Be care­ful what you wish for

TELLING IT LIKE IT IS

The Covington News - - Sunday living - Beth Rowe Colum­nist Beth Rowe may be reached at opieorowe@att.net.

I’m afraid I did it again: Wished aloud and got what I asked for and then some.

I was hop­ing for a nice snow, enough to blan­ket ev­ery­thing in white and build a re­ally big snow­man or three and en­joy play­ing in. Some­how Mother Na­ture mis­un­der­stood me: If I had wanted a Bliz­zard, I would’ve headed to Dairy Queen.

Technology has come a long way and weath­er­men are able to give a more ac­cu­rate pre­dic­tion of what we can ex­pect. They saw this storm com­ing and gave us am­ple time to pre­pare. Most of us stocked up over the week­end be­fore the storm ar­rived and made it through thanks to care­ful plan­ning. In spite of Mother Na­ture’s wrath, most were lucky to have power through­out the storm. We South­ern­ers weren’t quite pre­pared for all the ice it brought which kept many house­bound for sev­eral days. De­spite the in­con­ve­niences the storm brought, I en­joyed an ex­tra long week­end off, sleep­ing in and catch­ing up on some read­ing.

I stocked up on sup­plies for chicken taco soup, chicken stew and dress­ing, chili and home­made brown­ies and my daily ra­tion of Pepsi Cola and we were ready for the storm.

The Great Snow Storm of 2011 per­haps changed the way South­ern­ers think. One ques­tion ev­ery­one was ask­ing was “Why do we need milk, bread and eggs?” Ob­vi­ously, you’ve never sur­vived a South­ern win­ter snow storm? Well, I found the an­swer: Eggs or ce­real for break­fast, sand­wiches for lunch, cook­ies and milk and if you dare, snow cream for dessert!! Yes there is a trick to mak­ing snow cream. It calls for ‘fresh snow’ prefer­ably be­fore it is spoiled by traf­fic, an­i­mals, kids play­ing, and cer­tain mem­bers of the male species who have fun ‘get­ting artis­tic’ with the snow. Think about it, yel­low ice cream isn’t too tasty now is it? That’s why plain vanilla is my fa­vorite un­less I pre­fer to add my own top­pings. That way I don’t get any hid­den sur­prises.

I was dis­ap­pointed in The Great Snow Storm of 2011, though. First, you can’t build a snow­man with ice. If I knew how to ice skate, I prob­a­bly would have en­joyed it much more. Of course, if you have prob­lems just walk­ing on ice, you can for­get ice skat­ing. That’s just not some­thing that comes nat­u­ral to South­ern­ers. My son had no more opened his door and put one toe out when he landed on his knee in the ice and my hus­band slid back to the truck on his hind side.

South­ern­ers have been known to come up with some unique ways to have fun in the snow. If you’re des­per­ate enough to go ‘sled­ding, slid­ing or skat­ing’ South­ern style, just about any­thing can be rigged up to serve the pur­pose. All you need are a four­wheeler john boat or util­ity trailer or trash can lid.
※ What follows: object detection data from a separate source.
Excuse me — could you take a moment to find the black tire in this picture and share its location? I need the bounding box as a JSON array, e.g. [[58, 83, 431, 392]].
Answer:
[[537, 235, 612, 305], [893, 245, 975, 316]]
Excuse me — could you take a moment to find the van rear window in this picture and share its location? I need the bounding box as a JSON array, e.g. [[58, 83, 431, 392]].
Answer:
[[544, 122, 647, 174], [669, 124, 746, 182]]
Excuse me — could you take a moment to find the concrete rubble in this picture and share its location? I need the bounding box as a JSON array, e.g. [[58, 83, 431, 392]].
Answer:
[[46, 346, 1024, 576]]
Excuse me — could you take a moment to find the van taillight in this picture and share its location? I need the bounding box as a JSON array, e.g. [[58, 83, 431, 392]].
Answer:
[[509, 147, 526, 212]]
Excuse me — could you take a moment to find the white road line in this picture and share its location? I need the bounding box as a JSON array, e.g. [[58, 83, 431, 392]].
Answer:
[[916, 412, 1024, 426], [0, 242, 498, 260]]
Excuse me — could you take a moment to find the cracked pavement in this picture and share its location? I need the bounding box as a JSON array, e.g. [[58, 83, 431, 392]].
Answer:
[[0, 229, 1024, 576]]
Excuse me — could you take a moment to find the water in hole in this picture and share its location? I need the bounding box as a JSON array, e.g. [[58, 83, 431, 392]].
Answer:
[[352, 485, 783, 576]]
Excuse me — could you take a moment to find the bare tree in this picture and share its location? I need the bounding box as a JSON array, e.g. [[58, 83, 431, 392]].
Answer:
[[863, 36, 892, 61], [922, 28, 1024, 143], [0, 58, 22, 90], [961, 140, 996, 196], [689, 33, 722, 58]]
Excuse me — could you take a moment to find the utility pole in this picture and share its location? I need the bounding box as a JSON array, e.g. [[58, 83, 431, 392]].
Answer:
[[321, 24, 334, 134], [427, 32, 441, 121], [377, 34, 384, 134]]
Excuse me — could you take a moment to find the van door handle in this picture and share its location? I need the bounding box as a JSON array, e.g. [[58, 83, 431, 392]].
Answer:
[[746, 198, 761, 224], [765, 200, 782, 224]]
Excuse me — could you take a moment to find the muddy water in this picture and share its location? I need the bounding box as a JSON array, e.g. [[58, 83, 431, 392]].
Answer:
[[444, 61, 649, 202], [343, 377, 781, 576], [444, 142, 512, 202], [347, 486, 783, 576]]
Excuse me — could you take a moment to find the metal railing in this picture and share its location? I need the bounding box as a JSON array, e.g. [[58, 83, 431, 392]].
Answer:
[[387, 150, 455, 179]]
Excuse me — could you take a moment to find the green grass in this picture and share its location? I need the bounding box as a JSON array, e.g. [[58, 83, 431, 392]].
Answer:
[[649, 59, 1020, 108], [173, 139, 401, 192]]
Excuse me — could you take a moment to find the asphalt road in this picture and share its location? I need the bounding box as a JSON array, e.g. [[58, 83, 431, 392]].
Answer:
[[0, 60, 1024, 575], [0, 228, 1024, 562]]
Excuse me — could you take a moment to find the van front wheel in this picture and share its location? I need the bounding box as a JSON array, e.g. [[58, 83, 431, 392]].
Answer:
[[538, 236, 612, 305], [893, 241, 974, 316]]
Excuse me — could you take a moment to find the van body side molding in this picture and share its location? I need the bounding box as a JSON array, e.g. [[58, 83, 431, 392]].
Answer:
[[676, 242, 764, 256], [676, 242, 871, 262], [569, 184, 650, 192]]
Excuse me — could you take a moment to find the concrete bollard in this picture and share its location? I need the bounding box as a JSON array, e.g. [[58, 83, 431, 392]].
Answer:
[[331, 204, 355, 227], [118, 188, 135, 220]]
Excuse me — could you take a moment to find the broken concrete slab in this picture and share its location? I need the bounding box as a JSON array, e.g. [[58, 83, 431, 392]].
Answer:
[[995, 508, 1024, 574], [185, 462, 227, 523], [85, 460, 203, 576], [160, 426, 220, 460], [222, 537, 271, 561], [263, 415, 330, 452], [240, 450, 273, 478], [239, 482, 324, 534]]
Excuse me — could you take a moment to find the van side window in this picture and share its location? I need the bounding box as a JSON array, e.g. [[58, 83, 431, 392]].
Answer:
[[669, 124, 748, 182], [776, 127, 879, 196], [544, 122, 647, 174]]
WSB news showed neigh­bors in a sub­di­vi­sion who found an al­ter­na­tive means of trav­el­ing in the snow and ice to the near­est Publix to re­stock on ‘ne­ces­si­ties’, which one clar­i­fied as beer. I just rolled my eyes and said a quiet prayer. One of their neigh­bors hooked up a four wheeler to a util­ity trailer equipped with a ply­wood floor whereby they had as­sem­bled lawn chairs for the ride. It seemed like a good idea, al­beit one of those red­neck things, but if those chairs weren’t nailed down I’d hate to think of the con­se­quences.
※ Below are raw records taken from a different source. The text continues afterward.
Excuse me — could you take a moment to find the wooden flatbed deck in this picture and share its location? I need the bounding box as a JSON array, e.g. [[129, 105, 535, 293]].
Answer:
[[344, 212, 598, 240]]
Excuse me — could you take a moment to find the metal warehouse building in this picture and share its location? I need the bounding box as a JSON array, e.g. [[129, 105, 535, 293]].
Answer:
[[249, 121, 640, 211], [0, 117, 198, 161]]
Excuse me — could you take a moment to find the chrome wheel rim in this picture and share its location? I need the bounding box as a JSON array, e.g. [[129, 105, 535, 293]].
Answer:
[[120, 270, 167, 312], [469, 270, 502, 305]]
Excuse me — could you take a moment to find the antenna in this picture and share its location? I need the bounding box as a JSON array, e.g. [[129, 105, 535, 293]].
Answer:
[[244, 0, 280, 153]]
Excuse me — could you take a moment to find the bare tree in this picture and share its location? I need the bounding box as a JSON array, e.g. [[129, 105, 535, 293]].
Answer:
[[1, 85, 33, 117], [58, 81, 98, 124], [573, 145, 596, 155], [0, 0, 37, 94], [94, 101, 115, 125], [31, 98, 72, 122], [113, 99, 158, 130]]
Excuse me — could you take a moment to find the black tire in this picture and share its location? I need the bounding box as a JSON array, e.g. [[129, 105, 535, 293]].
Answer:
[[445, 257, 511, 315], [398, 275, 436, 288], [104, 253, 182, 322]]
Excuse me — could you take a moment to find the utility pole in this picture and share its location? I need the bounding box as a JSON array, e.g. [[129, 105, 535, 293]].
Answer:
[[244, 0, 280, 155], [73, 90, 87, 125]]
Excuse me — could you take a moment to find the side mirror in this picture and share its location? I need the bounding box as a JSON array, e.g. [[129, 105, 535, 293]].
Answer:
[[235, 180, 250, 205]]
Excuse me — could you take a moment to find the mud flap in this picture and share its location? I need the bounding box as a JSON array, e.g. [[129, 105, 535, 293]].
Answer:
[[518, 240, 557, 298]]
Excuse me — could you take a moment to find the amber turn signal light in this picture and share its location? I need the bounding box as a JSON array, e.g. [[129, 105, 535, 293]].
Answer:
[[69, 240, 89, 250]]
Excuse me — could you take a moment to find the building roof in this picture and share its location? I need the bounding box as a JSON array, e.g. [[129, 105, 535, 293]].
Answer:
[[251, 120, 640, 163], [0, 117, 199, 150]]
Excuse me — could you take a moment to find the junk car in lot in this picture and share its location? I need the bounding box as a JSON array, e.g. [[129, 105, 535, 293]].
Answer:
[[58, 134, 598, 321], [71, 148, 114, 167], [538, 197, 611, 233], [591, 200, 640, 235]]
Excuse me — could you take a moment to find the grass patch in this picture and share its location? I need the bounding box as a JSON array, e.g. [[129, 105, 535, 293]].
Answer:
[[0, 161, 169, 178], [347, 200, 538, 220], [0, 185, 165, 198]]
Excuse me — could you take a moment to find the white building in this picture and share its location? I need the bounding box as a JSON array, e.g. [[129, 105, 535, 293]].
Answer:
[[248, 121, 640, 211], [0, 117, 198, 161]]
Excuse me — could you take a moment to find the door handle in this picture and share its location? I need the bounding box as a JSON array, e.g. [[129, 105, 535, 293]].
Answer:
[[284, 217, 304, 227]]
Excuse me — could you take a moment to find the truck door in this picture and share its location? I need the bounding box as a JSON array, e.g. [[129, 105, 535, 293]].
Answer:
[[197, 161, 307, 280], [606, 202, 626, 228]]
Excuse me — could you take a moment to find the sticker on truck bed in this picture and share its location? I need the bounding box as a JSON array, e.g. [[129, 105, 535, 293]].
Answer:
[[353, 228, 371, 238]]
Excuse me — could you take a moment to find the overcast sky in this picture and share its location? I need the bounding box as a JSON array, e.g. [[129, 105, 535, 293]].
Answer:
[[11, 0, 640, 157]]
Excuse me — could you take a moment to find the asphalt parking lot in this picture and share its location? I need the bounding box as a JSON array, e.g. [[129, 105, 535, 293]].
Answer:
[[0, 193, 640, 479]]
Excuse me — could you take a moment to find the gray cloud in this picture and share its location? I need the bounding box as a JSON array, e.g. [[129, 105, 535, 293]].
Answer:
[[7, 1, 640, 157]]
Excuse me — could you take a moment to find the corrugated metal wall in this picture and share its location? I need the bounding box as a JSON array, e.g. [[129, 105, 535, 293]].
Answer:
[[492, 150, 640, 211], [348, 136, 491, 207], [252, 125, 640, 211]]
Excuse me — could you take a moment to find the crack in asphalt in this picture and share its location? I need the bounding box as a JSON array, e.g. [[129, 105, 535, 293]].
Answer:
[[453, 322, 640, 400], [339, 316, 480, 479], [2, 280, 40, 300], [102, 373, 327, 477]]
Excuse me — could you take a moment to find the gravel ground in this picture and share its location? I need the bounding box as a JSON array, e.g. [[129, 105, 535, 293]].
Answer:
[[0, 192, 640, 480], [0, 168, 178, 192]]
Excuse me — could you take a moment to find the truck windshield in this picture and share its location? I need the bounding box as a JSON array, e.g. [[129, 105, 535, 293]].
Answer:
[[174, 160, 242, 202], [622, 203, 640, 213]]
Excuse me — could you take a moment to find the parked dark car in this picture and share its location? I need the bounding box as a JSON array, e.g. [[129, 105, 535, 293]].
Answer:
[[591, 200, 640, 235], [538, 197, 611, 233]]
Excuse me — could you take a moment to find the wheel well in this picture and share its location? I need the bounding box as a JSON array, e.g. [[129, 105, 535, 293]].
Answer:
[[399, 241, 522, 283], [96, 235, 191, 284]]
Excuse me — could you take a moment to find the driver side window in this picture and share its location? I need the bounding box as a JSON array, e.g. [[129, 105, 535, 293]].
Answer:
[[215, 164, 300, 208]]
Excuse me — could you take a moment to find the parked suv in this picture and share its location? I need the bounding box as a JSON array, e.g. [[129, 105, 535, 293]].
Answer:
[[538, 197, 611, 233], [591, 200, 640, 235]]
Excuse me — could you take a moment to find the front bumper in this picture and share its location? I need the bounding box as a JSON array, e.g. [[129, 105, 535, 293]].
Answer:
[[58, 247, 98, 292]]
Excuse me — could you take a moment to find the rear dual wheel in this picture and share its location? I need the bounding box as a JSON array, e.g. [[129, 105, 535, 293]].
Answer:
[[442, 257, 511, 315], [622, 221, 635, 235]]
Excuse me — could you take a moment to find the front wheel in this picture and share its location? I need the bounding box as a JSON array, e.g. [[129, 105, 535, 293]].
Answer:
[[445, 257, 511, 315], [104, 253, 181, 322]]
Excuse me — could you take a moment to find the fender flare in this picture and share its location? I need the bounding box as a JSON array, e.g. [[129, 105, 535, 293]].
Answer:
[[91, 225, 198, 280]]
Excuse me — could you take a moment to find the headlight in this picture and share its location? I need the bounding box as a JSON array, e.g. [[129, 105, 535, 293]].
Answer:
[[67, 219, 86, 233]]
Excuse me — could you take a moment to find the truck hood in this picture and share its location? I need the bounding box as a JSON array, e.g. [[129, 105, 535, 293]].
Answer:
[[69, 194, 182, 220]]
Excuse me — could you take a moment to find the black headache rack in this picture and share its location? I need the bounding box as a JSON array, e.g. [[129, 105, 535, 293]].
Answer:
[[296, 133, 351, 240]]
I’m ready for an­other round of snow and fun. We may well get it, since win­ter is far from over and you’ve heard that say­ing about what could hap­pen if the snow stays on the ground for more than three days, right?

It has been known to snow as late as March right here in Ge­or­gia. I hate to re­mind you, but the Great Snow Storm of 2011 did in­deed stay around for a good week, so if there’s any truth to that su­per­sti­tious old tale, can you just imag­ine what we might be in for?

I’m go­ing to start pre­par­ing now and hunt down a sled and some ice skates and a corn cob pipe and black hat for Frosty.